Was Live Nation/MSG Liable for Bottle Thrown from Crowd?
Amanda Giovacco, an audience member, alleged that she was injured while attending a concert at Madison Square Garden. Aubrey Drake was the featured performer. Giovacco was hit in the head by an aluminum bottle thrown from the crowd. Litigation ensued. MSG and Live Nation moved to dismiss the complaint. Giovacco moved for summary judgment.
Live Nation, as promoter and producer of the concert, entered into an agreement with Drake’s production company, Away From Home Touring, Inc. The contract required Live Nation to provide security for the event. Live Nation also entered into a license agreement with MSG, the owner and operator of the Garden. Pursuant to the license agreement, Live Nation was allowed to use the arena for the concert and MSG was to provide security officers for the event.
Drake, as the performing artist, established prima facie that he owed no duty of care to Giovacco because he was not a party to the agreement between Drake’s production company and Live Nation. In opposition, Giovacco failed to raise an issue of fact as to the applicability of any of the exceptions to the general rule that a contractual obligation does not give rise to tort liability in favor of a third party. Giovacco did not provide any evidence that Drake launched a force or instrument of harm; or Drake had a contractual obligation to provide security at the concert; or there was any basis for her to claim that she reasonably relied to her detriment on Drake’s continued performance of his purported contractual obligation to Live Nation. And the record clearly demonstrated that Drake did not have complete control over the safety and security of Madison Square Garden, thereby displacing Live Nation’s duties.

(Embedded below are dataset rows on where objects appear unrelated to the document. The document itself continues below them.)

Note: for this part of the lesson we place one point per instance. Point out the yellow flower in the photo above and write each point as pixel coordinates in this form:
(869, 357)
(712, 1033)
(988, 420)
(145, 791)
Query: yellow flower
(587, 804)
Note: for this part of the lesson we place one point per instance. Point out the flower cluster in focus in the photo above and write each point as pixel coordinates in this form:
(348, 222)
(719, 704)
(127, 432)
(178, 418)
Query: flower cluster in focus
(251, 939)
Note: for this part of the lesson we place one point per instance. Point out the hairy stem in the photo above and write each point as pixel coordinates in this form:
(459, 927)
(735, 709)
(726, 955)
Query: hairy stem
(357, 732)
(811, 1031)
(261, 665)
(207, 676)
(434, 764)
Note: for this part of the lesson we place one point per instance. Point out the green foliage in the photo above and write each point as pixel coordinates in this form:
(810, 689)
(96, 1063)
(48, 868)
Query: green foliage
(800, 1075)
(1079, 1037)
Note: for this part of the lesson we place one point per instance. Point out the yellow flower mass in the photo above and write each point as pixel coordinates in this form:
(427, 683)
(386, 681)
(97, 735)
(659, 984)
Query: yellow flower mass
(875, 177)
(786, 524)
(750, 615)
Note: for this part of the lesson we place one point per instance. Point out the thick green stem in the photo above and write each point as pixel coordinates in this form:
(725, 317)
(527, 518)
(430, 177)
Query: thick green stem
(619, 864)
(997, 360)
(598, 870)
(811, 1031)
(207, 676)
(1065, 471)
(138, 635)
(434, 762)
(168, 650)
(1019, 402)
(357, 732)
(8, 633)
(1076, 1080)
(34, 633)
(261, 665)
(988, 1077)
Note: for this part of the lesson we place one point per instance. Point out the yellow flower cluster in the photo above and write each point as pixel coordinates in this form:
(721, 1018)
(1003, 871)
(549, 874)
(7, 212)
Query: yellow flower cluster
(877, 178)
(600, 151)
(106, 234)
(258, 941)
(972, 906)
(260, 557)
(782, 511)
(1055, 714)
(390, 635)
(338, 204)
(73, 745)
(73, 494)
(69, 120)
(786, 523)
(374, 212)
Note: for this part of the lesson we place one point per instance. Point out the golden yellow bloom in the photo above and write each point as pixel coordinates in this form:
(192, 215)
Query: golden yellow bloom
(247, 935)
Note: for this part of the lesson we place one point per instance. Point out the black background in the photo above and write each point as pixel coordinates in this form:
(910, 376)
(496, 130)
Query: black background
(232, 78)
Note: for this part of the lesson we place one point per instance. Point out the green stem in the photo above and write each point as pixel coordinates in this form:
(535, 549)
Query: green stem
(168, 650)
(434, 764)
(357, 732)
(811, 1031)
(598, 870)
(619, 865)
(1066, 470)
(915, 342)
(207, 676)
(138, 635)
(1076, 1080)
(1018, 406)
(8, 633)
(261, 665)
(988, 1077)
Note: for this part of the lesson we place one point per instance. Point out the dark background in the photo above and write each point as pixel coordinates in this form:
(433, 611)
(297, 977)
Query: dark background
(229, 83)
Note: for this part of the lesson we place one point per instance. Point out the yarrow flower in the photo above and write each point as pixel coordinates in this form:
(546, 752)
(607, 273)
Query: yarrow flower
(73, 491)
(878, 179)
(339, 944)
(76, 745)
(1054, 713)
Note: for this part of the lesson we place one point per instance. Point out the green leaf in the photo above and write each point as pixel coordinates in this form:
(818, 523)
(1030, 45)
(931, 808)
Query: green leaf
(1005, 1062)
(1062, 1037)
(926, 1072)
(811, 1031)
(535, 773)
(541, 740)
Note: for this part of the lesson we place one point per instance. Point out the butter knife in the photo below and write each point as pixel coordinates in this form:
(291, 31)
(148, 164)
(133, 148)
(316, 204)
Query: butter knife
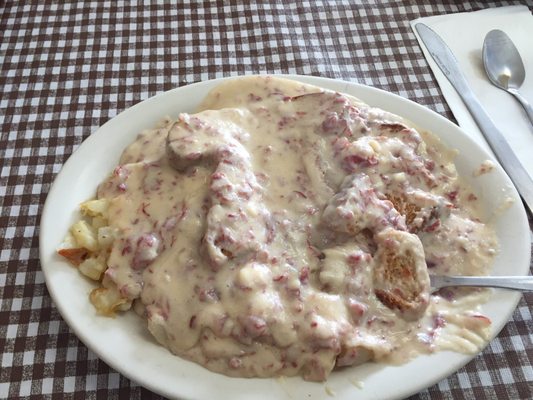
(448, 64)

However, Live Nation, as promoter and producer of the event, had a responsibility to ensure that the large crowd the event attracted for its financial gain did not pose an unreasonable risk to the concertgoers. By alleging that members of the crowd were throwing projectiles throughout the evening, Giovacco raised a triable issue of fact with respect to whether Live Nation had actual or constructive notice of the unsafe crowd conditions that caused her injuries. Moreover, testimony provided by Live Nation, along with the license agreement, established that Live Nation coordinated security with MSG.
And the Court denied Giovacco’s cross motion for summary judgment as against MSG—because she failed to demonstrate the absence of material facts with respect to foreseeability and proximate cause.